Files
detections/_docs/02_document/modules/onnx_engine.md
T

52 lines
1.5 KiB
Markdown

# Module: onnx_engine
## Purpose
ONNX Runtime-based inference engine — CPU/CUDA fallback when TensorRT is unavailable.
## Public Interface
### Class: OnnxEngine (extends InferenceEngine)
| Method | Signature | Description |
|--------|-----------|-------------|
| `__init__` | `(bytes model_bytes, int batch_size=1, **kwargs)` | Loads ONNX model from bytes, creates InferenceSession with CUDA > CPU provider priority. Reads input shape and batch size from model metadata. |
| `get_input_shape` | `() -> tuple` | Returns `(height, width)` from input tensor shape |
| `get_batch_size` | `() -> int` | Returns batch size (from model if not dynamic, else from constructor) |
| `run` | `(input_data) -> list` | Runs session inference, returns output tensors |
## Internal Logic
- Provider order: `["CUDAExecutionProvider", "CPUExecutionProvider"]` — ONNX Runtime selects the best available.
- If the model's batch dimension is dynamic (-1), uses the constructor's `batch_size` parameter.

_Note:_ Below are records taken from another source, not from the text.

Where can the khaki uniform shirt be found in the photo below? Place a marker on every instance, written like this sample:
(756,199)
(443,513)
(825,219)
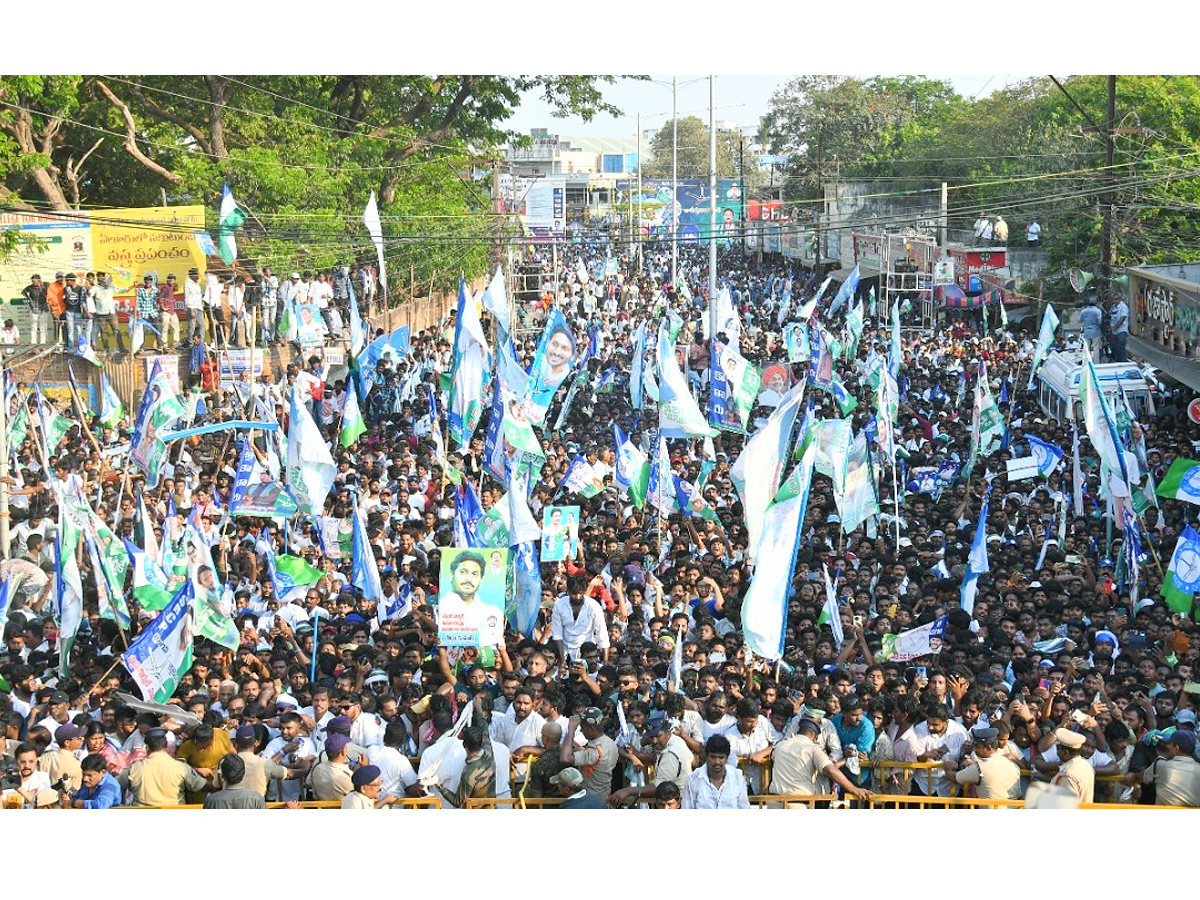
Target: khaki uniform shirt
(161,780)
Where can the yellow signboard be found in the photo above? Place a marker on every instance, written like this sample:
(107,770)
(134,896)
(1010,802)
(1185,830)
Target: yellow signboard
(131,244)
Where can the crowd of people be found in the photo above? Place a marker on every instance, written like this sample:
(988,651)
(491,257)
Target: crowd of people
(635,684)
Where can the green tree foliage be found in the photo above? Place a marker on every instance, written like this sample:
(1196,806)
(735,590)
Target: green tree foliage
(301,153)
(1024,151)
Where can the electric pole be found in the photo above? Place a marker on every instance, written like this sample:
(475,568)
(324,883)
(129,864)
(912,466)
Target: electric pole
(1109,125)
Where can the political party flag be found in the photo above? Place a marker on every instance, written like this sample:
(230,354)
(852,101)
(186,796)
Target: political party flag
(1045,337)
(1047,455)
(1181,481)
(84,349)
(162,653)
(765,607)
(353,425)
(112,411)
(977,559)
(759,469)
(496,300)
(581,479)
(832,438)
(375,228)
(829,613)
(895,354)
(232,219)
(1102,429)
(922,641)
(735,391)
(18,430)
(679,417)
(311,468)
(111,559)
(846,292)
(637,367)
(69,582)
(861,499)
(364,567)
(1183,574)
(149,582)
(468,511)
(633,473)
(471,370)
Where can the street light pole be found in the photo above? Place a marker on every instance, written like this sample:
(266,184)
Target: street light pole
(712,208)
(675,178)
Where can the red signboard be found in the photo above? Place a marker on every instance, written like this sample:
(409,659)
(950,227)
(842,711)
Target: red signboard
(765,210)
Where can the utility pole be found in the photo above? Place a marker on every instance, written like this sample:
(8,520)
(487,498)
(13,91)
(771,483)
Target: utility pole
(498,210)
(639,193)
(712,208)
(1109,125)
(675,179)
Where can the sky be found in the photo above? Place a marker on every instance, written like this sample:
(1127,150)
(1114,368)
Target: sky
(741,100)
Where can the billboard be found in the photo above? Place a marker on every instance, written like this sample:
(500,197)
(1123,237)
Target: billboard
(690,205)
(129,244)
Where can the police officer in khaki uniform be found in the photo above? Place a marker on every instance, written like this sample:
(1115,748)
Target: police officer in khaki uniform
(1077,774)
(997,777)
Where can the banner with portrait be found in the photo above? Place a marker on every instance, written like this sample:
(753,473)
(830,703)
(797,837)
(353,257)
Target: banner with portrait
(559,533)
(471,597)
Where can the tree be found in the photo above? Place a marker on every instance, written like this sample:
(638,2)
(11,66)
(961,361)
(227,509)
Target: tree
(693,153)
(301,153)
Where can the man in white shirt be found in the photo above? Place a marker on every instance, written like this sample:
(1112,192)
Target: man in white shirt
(576,619)
(294,751)
(396,769)
(717,784)
(935,739)
(193,300)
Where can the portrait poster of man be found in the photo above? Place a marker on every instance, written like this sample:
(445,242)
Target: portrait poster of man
(471,597)
(559,533)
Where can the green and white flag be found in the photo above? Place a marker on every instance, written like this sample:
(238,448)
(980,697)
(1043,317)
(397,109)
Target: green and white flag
(1183,573)
(353,426)
(162,653)
(1045,337)
(232,219)
(633,468)
(859,499)
(1181,481)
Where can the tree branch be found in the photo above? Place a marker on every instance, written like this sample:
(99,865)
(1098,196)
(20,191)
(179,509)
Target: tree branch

- Logs model input metadata and custom metadata map at init.
## Dependencies
- **External**: `onnxruntime`
- **Internal**: `inference_engine` (base class), `constants_inf` (logging)
## Consumers
- `inference` — instantiated when no compatible NVIDIA GPU is found
## Data Models
None (wraps onnxruntime.InferenceSession).
## Configuration
None.
## External Integrations
None directly — model bytes are provided by caller (loaded via `loader_http_client`).
## Security
None.
## Tests
None found.